Intro
The issue that Schemata attempts to solve is the problem of handling messages sent between old and new components. Different versions of components may expect messages to conform to different schemas, as schemas are updated to expect new fields, different types for fields, or the removal of fields from messsages.
The motivating use-case is the rolling deployment of CF jobs. During a new deployment, new jobs/components are brought up one at a time. Thus, there is a period of time where the new jobs must communicate with old jobs already running prior to the new deployment.
The goal, then, is to devise a message structure that allows new and old jobs to contain all the necessary information to speak to each other, while still maintining the ability to ensure that messages conform to pre-specified schemas.
Usage
When a component -- called, very originally, 'Component' in this explanation -- receives a json-encoded message, it can validate that the message is a properly-defined 'Foo' message with the following call:
msg_obj = Schemata::Component.validate_foo json_msg
The return value is an object of type Schemata::Component::Foo::Vxx, where xx is the number of the current message version.
Likewise, when our component wants to emit a Foo message from a hash of required data, it can create a properly-encoded json msg from the data:
json = Schemata::Component.create_foo_msg data_hash
The returned json message contains more information than the provided hash; it conforms to a structure required by Schemata (see next section).
Message structure
'min_version'
Every Schemata message must contain an Intger field called 'min_version', whose purpose is to designate the lowest version that can still properly validate the given message.

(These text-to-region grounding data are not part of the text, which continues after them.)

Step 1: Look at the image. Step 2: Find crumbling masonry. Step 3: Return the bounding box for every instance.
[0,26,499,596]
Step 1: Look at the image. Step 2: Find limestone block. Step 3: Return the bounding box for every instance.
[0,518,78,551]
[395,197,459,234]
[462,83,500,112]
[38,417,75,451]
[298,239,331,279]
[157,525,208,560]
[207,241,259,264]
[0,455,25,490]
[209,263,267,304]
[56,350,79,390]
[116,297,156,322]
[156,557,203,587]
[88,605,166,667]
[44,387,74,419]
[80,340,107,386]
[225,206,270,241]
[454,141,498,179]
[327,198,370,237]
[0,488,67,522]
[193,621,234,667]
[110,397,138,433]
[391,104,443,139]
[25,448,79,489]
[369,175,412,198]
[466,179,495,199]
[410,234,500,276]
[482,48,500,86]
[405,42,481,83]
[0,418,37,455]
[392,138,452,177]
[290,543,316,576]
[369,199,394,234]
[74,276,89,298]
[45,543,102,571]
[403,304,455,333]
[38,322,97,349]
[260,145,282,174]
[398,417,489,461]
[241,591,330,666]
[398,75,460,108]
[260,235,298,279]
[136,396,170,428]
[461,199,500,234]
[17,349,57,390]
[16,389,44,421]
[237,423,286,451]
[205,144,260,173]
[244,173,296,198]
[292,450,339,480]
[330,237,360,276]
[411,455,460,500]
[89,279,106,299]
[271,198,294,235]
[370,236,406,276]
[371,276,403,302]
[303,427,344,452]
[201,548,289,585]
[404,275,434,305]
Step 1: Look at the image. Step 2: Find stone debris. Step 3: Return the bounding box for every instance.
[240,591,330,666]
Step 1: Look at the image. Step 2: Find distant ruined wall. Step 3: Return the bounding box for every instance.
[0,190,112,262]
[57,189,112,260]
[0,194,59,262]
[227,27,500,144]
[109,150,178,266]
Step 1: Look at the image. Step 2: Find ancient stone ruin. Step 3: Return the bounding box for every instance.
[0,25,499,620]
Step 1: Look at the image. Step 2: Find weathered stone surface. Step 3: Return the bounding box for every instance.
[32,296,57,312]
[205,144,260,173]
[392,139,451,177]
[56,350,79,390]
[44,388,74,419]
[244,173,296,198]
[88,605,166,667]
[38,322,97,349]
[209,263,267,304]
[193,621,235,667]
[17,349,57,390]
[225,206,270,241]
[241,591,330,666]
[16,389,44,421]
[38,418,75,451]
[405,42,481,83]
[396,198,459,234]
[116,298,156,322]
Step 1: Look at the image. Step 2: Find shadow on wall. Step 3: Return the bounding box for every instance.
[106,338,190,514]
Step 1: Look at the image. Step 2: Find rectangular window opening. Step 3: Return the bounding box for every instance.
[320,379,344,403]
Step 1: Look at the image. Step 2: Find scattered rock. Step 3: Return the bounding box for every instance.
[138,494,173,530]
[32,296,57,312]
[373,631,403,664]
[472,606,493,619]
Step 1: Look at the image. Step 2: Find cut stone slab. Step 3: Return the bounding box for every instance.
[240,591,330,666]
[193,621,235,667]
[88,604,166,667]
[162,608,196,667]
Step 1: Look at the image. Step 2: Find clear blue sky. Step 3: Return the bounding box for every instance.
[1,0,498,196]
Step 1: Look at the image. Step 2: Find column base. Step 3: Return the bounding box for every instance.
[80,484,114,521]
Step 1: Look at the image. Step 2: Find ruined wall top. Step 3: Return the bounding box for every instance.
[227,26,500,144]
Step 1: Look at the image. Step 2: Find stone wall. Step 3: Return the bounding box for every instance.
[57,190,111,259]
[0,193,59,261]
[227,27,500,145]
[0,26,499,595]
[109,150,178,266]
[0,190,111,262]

This allows for several generations of a message to be deployed at once, or for non-consecutive deployments to be running (e.g., a very old deployment being updated).
Backwards compatibility
Every message must maintain those fields removed or modified from the previous versions of the schema. For each previous version xx (down to 'min_version'), the message includes a field called 'Vxx'. The corresponding value is a hash with all the fields removed/modified between versions xx-1 and xx.
With these old fields, a component can overwrite the future data with the backwards compatible data.
In every schema definition, a method (called generate_old_fields) must be provided to generate this 'delta' of fields from version xx-1 to version xx. The method create_foo_msg calls this method and constructs the full Schemata message.
Forward Compatibility
Each component must be able to 'upvert' old messages to conform to the current schema. Providing code to do this is considered part of the schema definition, and the method must be provided by a developer when a new schema is specified.
When a call is made to validate_foo, old messages are upverted before validation.
An example
Suppose a v11 Foo message has the following schema:
schema = {
'foo1' => String,
'foo2' => String
}
Then a new v12 schema is defined for foo messages:
schema = {
'foo1' => String,
'foo2' => Integer,
'foo3' => Integer
}
\# Crappy Pseudocode to get the gist of it
def upvert old_message
old_message['foo2'].to_i
old_message['foo3'] = 1
end
def generate_old_fields
{ 'foo2' => @foo2.to_s }
end
During the deployment, a v12 job wants to emit the following information:
msg = {
'foo1' => 'foo',
'foo2' => 2,
'foo3' => 3
}
To remain backwards compatible, it must include additional information and emit a json message:
{
'min_version' : 11,
'V11' : {
'foo2' => '2'
},
'V12' : {
'foo1' => 'foo',
'foo2' => 2,
'foo3' => 3
}
}
Now, when the v12 component recieves a message from a v11 component, it recieves the following data:
{
'min_version' : 11,
'V11': {
'foo1' : 'foo',
'foo2' : '2'
}
}
It parses out the V11 hash and passes it to the upvert function. The result is:
msg = {
'foo1' => 'foo',
'foo2' => 2,
'foo3' => 1
}
a valid v12 message!
Files in this project (so far)
In the lib folder, you can find the schemata/component directory. This contains all the logic of the hypothetical gem thus far.
component.rb -- contains the definition of the Schemata::Component namespace and its two functions, validate_foo and create_foo_msg
error.rb -- a definition of the Schemata::MsgError class
foo/foo.rb -- a central point for requiring all the different versions of the foo message. Also defines a constant CURRENT that specifies the current version of the Foo message
foo/foo_v*.rb -- definitions of successive versions of the Foo message.